The first time I had this soup was downstairs in BG and I thought to myself I must re-create this delicious light soup. Low and behold along came *The Bergdorf Goodman Cookbook which included this delicious recipe. My two favorite items to order on the BG menu are the Gotham Salad and the Green Pea Soup and they are both right there in this wonderful little cookbook. There are many other delightful recipes in the book as well which make it a worthwhile purchase. The shocking part of this delicious soup was the addition of a sweet potato and soy sauce. I didn’t see that coming, I would have made it without either of those two items. The soy sauce adds an intense layer of flavor and the potato gives it some real texture. Blend well. I used my high-speed blender for this .
*The Bergdorf Goodman Cookbook by Laura Silverman–available through Amazon or Bergdorf Goodman
2 Tablespoons Olive Oil
1 1/2 cups yellow onion, chopped
1 cup chopped celery
1 cup chopped carrots
1 whole sweet potato, peeled and chopped
1 Tablespoon chopped garlic
1 teaspoon kosher salt
1/2 teaspoon ground black pepper, if you have white pepper use it but I didn’t so I used black
3 3/4 cups chicken stock
2 Tablespoons soy sauce
1 lb. fresh or frozen , thawed green peas. I used one whole bag of frozen green peas.

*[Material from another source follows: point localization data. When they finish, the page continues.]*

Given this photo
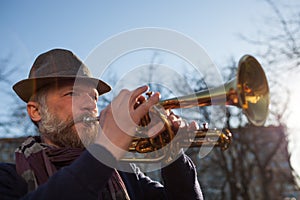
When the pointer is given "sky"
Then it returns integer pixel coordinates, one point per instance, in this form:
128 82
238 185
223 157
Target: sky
30 27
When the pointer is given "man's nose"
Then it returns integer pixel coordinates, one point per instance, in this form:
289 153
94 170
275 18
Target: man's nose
89 102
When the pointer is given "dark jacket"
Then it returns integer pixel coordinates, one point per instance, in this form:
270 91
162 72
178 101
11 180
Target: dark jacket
86 176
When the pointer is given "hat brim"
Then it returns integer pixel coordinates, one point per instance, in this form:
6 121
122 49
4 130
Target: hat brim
27 87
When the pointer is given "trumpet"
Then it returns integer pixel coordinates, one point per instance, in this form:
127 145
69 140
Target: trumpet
248 91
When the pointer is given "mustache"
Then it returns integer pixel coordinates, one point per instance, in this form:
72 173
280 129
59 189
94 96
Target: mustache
85 118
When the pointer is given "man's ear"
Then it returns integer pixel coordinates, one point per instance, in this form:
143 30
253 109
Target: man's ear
33 111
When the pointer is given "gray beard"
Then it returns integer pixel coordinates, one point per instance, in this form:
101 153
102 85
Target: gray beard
64 133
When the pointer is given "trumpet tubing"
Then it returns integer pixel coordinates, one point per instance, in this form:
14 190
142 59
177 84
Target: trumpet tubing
248 91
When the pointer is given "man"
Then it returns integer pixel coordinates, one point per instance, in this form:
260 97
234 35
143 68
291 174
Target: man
60 93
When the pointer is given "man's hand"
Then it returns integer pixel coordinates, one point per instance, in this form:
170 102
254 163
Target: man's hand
118 121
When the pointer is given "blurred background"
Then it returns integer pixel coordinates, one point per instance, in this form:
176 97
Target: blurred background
262 162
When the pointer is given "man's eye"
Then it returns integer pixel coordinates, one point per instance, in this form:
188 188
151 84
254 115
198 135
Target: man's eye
71 94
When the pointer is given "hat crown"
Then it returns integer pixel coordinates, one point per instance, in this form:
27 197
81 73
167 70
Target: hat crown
58 62
53 66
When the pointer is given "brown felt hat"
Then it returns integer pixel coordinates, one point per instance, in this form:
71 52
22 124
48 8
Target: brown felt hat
53 66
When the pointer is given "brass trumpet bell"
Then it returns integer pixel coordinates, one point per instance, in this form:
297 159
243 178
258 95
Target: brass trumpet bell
249 91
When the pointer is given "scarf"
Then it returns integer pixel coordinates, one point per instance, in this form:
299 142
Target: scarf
37 161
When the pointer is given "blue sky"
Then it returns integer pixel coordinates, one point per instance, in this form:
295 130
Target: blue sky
31 27
34 26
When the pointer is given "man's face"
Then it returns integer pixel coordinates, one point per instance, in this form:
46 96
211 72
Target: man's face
61 119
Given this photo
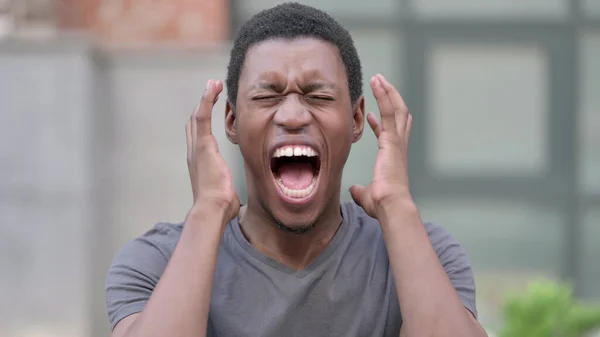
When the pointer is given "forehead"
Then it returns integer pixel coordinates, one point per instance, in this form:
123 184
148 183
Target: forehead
301 59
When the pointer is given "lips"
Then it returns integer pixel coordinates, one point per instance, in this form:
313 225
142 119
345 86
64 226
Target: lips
295 169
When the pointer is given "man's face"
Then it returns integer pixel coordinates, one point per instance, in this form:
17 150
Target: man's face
294 122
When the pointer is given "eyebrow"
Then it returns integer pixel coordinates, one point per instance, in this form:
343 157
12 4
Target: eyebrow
315 86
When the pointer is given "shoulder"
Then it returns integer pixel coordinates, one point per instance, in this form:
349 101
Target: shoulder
162 239
451 254
440 238
136 269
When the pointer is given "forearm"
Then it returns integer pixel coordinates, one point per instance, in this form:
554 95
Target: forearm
179 304
430 304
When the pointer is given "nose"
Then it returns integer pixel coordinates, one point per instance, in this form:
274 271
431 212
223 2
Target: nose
292 114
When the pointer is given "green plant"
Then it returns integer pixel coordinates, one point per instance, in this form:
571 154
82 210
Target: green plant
548 309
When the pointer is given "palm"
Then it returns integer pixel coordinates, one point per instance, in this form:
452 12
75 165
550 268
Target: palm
390 176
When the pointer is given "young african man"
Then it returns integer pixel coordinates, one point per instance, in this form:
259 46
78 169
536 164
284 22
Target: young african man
293 261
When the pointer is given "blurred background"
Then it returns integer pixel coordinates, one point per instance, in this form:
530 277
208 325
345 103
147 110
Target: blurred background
94 95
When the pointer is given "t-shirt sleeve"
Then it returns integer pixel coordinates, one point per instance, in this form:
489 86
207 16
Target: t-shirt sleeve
135 271
455 261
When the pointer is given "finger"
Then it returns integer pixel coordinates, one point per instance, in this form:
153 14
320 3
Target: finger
358 192
188 136
203 114
386 110
374 123
397 102
408 128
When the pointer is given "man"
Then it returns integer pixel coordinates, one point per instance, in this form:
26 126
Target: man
293 261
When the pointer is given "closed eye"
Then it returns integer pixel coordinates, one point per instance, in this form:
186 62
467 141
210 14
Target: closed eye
321 98
265 98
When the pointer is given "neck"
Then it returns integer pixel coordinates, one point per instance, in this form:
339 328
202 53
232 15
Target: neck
294 250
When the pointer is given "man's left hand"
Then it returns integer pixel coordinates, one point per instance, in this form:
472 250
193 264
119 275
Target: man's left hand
390 177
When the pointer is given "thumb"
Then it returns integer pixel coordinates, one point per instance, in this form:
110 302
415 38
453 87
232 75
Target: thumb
358 194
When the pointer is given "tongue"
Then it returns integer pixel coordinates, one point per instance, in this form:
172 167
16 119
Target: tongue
296 176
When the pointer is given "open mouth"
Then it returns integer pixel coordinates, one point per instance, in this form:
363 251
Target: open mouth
296 169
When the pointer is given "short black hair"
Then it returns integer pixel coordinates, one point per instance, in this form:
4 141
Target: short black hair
288 21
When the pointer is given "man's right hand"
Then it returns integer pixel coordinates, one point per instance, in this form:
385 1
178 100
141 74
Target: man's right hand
212 185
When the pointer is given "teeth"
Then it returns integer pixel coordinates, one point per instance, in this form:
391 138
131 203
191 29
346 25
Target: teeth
294 151
297 193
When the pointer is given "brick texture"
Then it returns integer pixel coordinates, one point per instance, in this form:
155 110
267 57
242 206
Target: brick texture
134 23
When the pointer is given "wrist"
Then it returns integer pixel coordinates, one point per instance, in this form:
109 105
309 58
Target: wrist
207 215
397 207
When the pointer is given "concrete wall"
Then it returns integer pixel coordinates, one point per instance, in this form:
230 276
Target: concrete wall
92 153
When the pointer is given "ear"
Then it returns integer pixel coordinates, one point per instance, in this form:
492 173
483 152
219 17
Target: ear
230 125
358 116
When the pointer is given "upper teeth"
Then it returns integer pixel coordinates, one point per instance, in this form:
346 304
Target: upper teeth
294 151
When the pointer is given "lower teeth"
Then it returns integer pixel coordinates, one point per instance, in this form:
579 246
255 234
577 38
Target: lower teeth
298 194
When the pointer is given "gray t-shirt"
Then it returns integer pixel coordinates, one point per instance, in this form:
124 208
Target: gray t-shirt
348 290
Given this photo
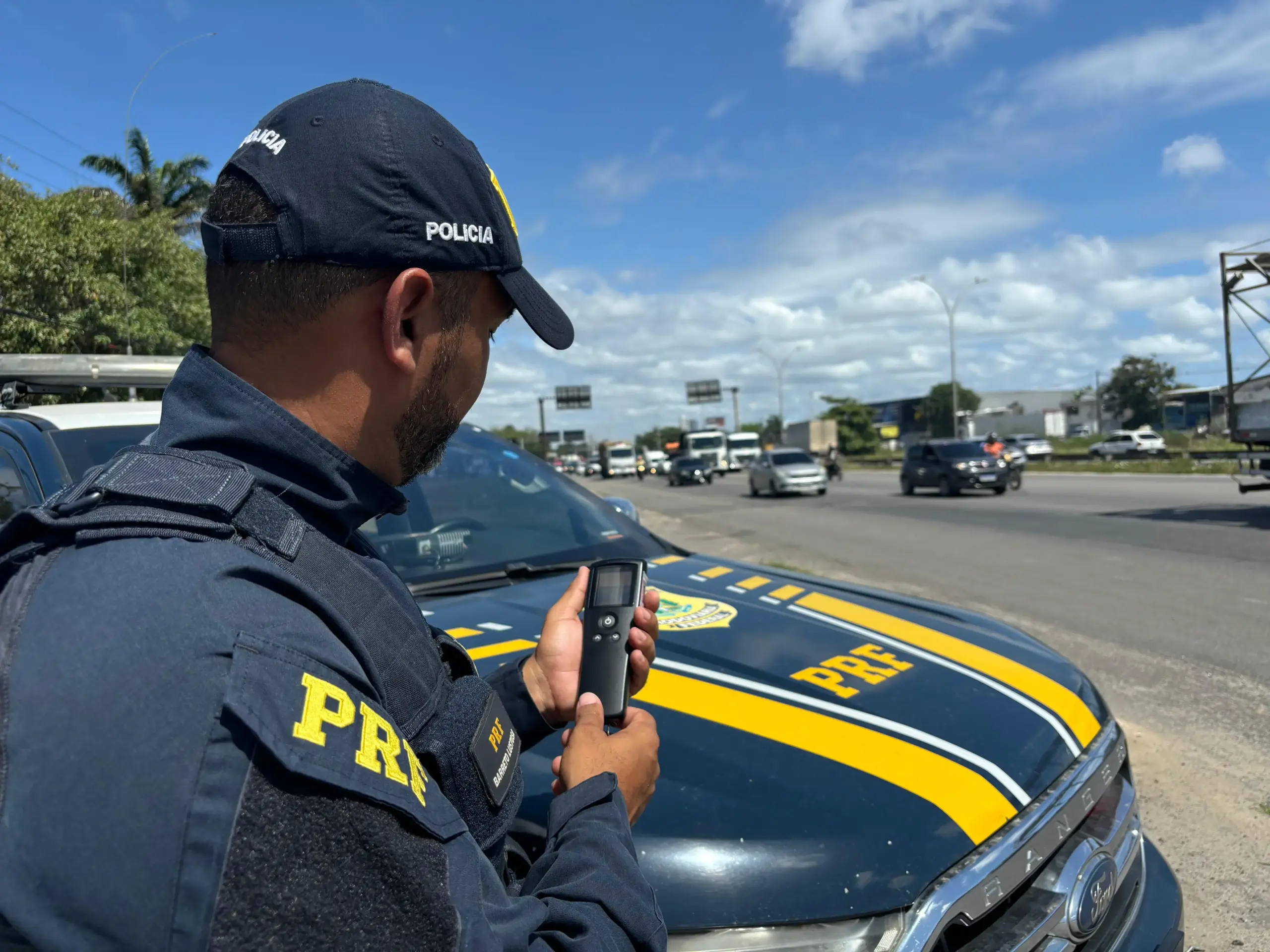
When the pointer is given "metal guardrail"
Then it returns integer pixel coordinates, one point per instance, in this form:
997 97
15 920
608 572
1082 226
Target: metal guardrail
1079 457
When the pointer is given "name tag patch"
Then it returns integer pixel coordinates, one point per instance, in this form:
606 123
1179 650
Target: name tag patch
496 751
319 725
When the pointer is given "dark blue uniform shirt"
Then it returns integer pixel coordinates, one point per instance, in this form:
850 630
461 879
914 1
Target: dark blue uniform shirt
191 758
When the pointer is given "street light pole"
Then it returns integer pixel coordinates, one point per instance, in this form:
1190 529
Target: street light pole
951 310
780 382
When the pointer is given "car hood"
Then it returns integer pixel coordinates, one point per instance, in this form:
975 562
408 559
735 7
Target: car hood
827 751
797 470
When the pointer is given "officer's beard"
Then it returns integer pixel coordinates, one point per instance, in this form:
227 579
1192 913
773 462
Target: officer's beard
431 419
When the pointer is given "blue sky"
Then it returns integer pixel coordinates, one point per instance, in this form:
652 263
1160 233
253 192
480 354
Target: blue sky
699 182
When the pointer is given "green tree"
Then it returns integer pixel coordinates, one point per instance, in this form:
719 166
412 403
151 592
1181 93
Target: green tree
175 188
1136 391
938 408
856 433
62 258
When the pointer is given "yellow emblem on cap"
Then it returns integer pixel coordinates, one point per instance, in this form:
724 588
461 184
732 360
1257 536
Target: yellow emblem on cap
689 612
500 189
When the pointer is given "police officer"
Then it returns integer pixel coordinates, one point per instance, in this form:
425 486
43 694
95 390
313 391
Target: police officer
223 720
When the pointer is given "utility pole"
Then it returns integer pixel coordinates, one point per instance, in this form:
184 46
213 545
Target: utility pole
127 128
780 382
951 310
1098 399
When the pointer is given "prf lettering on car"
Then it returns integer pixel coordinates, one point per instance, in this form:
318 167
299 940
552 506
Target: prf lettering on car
878 668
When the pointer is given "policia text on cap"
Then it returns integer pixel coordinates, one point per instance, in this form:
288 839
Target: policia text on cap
226 722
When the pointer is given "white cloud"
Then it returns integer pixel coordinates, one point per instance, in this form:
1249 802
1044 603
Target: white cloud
1194 155
844 35
1225 58
1169 346
723 107
837 282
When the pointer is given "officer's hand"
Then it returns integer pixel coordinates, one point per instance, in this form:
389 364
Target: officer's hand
552 670
631 753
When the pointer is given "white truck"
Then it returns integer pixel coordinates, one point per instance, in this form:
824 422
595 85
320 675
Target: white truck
743 448
616 459
813 436
706 446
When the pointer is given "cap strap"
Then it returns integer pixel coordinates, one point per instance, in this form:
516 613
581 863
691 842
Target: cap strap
226 244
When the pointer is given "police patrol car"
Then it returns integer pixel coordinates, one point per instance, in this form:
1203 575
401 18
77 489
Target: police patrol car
842 769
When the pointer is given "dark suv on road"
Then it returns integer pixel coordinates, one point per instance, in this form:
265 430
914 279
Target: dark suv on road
951 466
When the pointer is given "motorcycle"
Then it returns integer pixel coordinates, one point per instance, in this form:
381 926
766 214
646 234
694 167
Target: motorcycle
1017 461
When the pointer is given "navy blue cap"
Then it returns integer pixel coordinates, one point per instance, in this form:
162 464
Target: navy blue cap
365 176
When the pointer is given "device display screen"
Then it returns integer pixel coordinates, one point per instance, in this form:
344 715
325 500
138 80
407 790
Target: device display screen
615 586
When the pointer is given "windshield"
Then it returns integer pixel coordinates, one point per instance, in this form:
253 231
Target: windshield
83 450
792 459
964 450
491 503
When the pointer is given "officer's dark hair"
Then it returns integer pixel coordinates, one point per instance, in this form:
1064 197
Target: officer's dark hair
261 302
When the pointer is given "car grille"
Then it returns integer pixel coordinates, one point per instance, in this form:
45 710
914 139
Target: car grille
1014 894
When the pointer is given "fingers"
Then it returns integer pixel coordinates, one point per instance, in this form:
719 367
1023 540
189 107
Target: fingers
638 719
639 665
572 601
652 601
591 714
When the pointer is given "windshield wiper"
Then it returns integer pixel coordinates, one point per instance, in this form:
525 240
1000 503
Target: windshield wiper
500 578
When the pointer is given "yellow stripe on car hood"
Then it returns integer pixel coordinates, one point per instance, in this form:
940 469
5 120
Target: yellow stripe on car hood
967 797
1062 701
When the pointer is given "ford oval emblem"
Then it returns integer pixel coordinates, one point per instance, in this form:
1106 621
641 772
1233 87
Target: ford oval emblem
1091 896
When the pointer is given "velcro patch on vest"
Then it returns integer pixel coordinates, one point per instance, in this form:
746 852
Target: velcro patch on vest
320 726
496 749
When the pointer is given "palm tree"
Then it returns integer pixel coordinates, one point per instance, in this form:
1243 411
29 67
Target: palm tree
176 188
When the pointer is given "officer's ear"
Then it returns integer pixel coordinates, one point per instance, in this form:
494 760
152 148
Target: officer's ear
409 318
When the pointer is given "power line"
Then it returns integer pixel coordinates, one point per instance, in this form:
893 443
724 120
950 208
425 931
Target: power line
46 128
41 155
60 323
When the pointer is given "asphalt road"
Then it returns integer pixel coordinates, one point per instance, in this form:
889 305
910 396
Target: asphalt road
1179 565
1157 587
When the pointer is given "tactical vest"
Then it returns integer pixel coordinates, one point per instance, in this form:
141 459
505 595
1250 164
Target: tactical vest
422 678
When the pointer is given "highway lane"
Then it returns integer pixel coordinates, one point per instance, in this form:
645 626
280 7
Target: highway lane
1176 565
1157 587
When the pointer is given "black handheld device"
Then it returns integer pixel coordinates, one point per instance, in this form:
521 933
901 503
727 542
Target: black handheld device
615 591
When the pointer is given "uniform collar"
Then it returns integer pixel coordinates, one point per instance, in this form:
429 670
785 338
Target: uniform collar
207 408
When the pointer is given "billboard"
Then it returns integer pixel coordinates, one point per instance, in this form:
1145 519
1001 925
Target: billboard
573 398
704 391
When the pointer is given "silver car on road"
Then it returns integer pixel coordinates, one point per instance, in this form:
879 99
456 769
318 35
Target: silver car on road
786 470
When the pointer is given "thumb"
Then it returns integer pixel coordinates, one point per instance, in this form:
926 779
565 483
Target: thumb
591 714
574 597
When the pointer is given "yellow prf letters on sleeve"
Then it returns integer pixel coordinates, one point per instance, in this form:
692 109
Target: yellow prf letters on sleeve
418 776
318 711
379 740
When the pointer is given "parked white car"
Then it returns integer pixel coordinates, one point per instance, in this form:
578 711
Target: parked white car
1130 443
1032 446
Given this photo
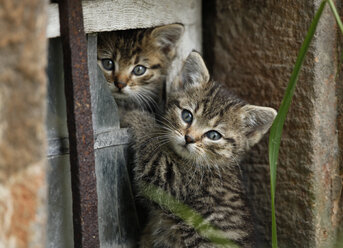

1/2 cup chopped fresh flat parsley
Heat the olive oil in a large stockpot over medium-low heat and sauté the onion, celery, carrots, sweet potato, garlic, salt and pepper until the vegetables are tender but not brown. I let it cook down for about 1/2 hour.
Add the stock and soy sauce and bring to a boil. Stir in the peas and just blanch them for a minute.
Turn off the heat. Cool slightly, then add the parsley ( don’t omit the fresh parsley, please) Taste for Salt but I found it was just right with the 1 teaspoon.
In a blender or food processor, do it in batches ( I did it in 3) , puree all the ingredients until smooth. Serve warm!
Love the taste and enjoy all the healthy benefits!!!